Step b.2.1: install cert-manager
One-time, cluster-wide:
helm repo add jetstack https://charts.jetstack.io
helm repo update
helm install cert-manager jetstack/cert-manager \
--namespace cert-manager --create-namespace \
--version v1.18.2 \
--set crds.enabled=true
Verify the install:
kubectl get pods -n cert-manager
# Expect 3 pods Running: cert-manager-*, cert-manager-cainjector-*, cert-manager-webhook-*
Step b.2.2: create the clusterissuer
cat <<'EOF' | kubectl apply -f -
apiVersion: cert-manager.io/v1
kind: ClusterIssuer
metadata:
name: letsencrypt-prod
spec:
acme:
email: [email protected] # Replace with a real address
server: https://acme-v02.api.letsencrypt.org/directory
privateKeySecretRef:
name: letsencrypt-prod-account-key
solvers:
- http01:
ingress:
ingressClassName: azure-application-gateway
EOF
Confirm the issuer reached the Ready state:
kubectl get clusterissuer letsencrypt-prod
# NAME READY AGE
# letsencrypt-prod True 20s
For testing, point server: at https://acme-staging-v02.api.letsencrypt.org/directory. The staging issuer has higher rate limits and a separate root, preserving the production quota. Switch to production once the certificate issues cleanly on staging.
Step b.2.3: update the ingress with TLS and cert-manager annotations
Replace the Ingress from Step 7.2 with the version below. Two additions: a tls: block referencing a Secret cert-manager will create, and the cert-manager.io/cluster-issuer annotation that triggers issuance.
cat <<'EOF' | kubectl apply -f -
apiVersion: networking.k8s.io/v1
kind: Ingress
metadata:
name: tars-ingress
namespace: tars-dataplane
annotations:
cert-manager.io/cluster-issuer: letsencrypt-prod
appgw.ingress.kubernetes.io/ssl-redirect: "true"
appgw.ingress.kubernetes.io/health-probe-path: /
appgw.ingress.kubernetes.io/health-probe-status-codes: "200-499"
spec:
ingressClassName: azure-application-gateway
tls:
- hosts: [proxy.example.com] # Replace with the data plane hostname
secretName: tars-ingress-tls
rules:
- host: proxy.example.com # Must match tls.hosts
http:
paths:
- path: /
pathType: Prefix
backend:
service:
name: egress
port:
number: 10080
EOF
The host: on the rule must match the hostname in tls.hosts and the hostname registered for the data plane on the management plane. A mismatch causes either AGIC to reject the rule or Let's Encrypt to fail the HTTP-01 challenge.
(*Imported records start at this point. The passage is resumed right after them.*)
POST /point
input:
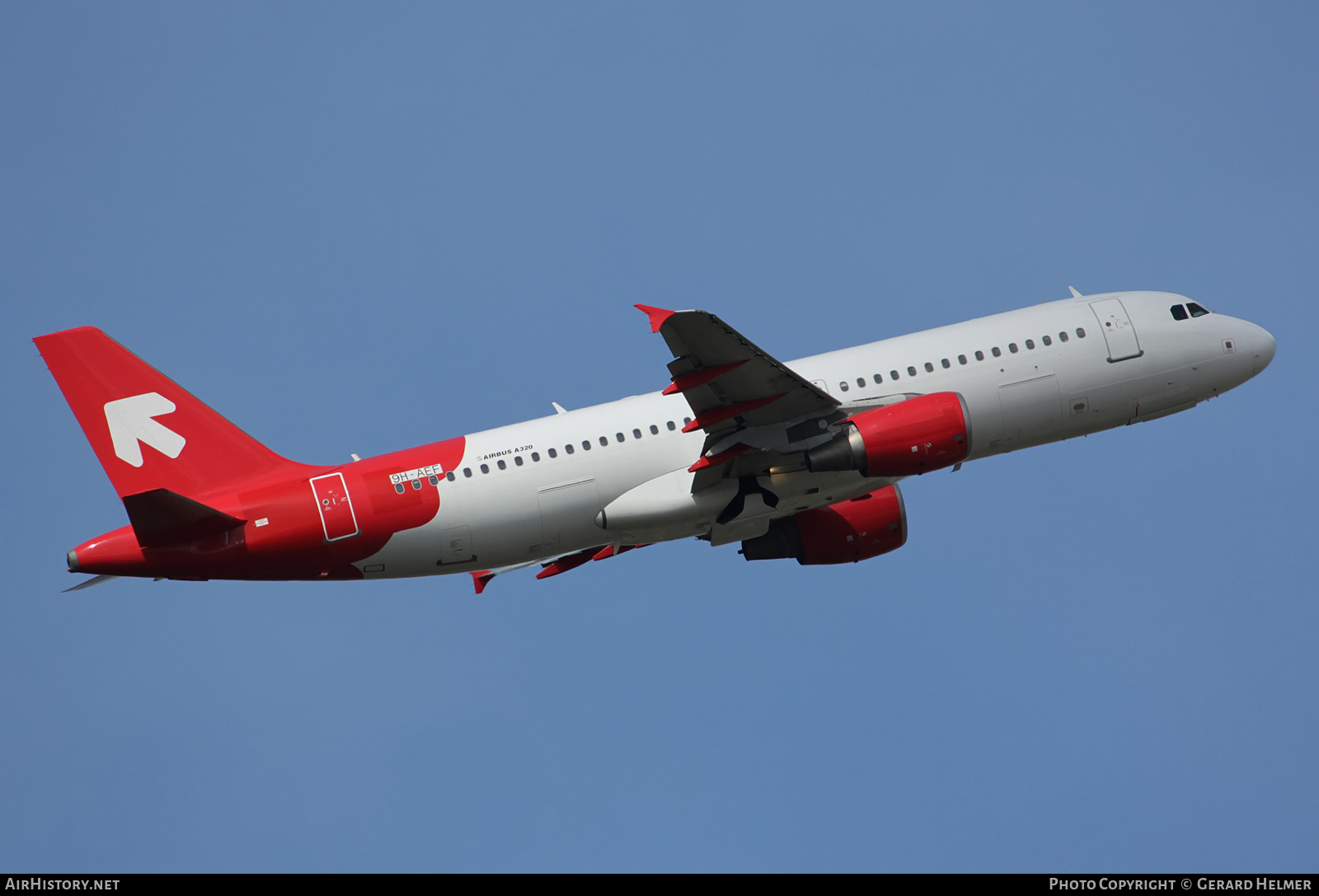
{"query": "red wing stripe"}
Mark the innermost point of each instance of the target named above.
(565, 564)
(657, 316)
(727, 454)
(719, 415)
(702, 377)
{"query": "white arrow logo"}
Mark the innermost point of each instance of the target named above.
(131, 423)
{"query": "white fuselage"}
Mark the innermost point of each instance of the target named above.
(1028, 378)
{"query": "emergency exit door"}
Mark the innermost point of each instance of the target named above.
(336, 507)
(1118, 329)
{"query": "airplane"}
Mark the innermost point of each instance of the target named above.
(796, 461)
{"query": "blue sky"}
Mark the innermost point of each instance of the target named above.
(364, 228)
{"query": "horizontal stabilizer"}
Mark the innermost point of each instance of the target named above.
(162, 518)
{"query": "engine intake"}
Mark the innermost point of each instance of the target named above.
(842, 533)
(908, 439)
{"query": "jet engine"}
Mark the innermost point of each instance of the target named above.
(842, 533)
(908, 439)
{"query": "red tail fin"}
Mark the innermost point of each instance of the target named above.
(147, 430)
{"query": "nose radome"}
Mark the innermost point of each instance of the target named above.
(1264, 347)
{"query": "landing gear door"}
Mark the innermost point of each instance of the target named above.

Step b.2.4: wait for cert-manager to issue the certificate
kubectl get certificate -n tars-dataplane -w
# Initial: READY=False (cert-manager solves the HTTP-01 challenge)
# After ~1m: READY=True
If the certificate remains READY=False for more than a couple of minutes, inspect the order and challenge status:
kubectl describe certificate tars-ingress-tls -n tars-dataplane
kubectl get challenge -n tars-dataplane
kubectl describe challenge -n tars-dataplane # Reports the precise solver error
Common challenge failures and fixes:
| Failure message | Fix |
|---|---|
Self-check failed: ... acme: server returned a non-2xx HTTP status (404) | AGIC has not yet programmed the solver path. Wait ~30 seconds; cert-manager creates a solver Ingress and AGIC reconciles. |
dns: NXDOMAIN or no IP for hostname | DNS A record has not propagated. Confirm with dig +short <host>. |
urn:ietf:params:acme:error:rateLimited | Let's Encrypt quota exceeded. Switch to the staging issuer (see Step B.2.2 tip) and retry. |
Step b.2.5: verify HTTPS end-to-end
curl -v https://<your-data-plane-hostname>/v1/models \
-H "Authorization: Bearer ${TARS_API_KEY}" \
2>&1 | grep -E '^[<>] (HTTP|x-amz|Authorization|expire date|issuer)' | head -10
Expected: a clean TLS handshake (no certificate errors) and HTTP/2 200. Verify the certificate chain:
echo | openssl s_client -servername <host> -connect <host>:443 2>/dev/null \
| openssl x509 -noout -subject -issuer -dates
# subject= CN = proxy.example.com
# issuer= C = US, O = Let's Encrypt, CN = R10
# notAfter=... (~90 days from issue)
Step b.2.6: update the registered URL
If an http://... URL was registered in Step 8.2, update it to https://.... The data plane URL on the management plane must match the protocol the App Gateway serves.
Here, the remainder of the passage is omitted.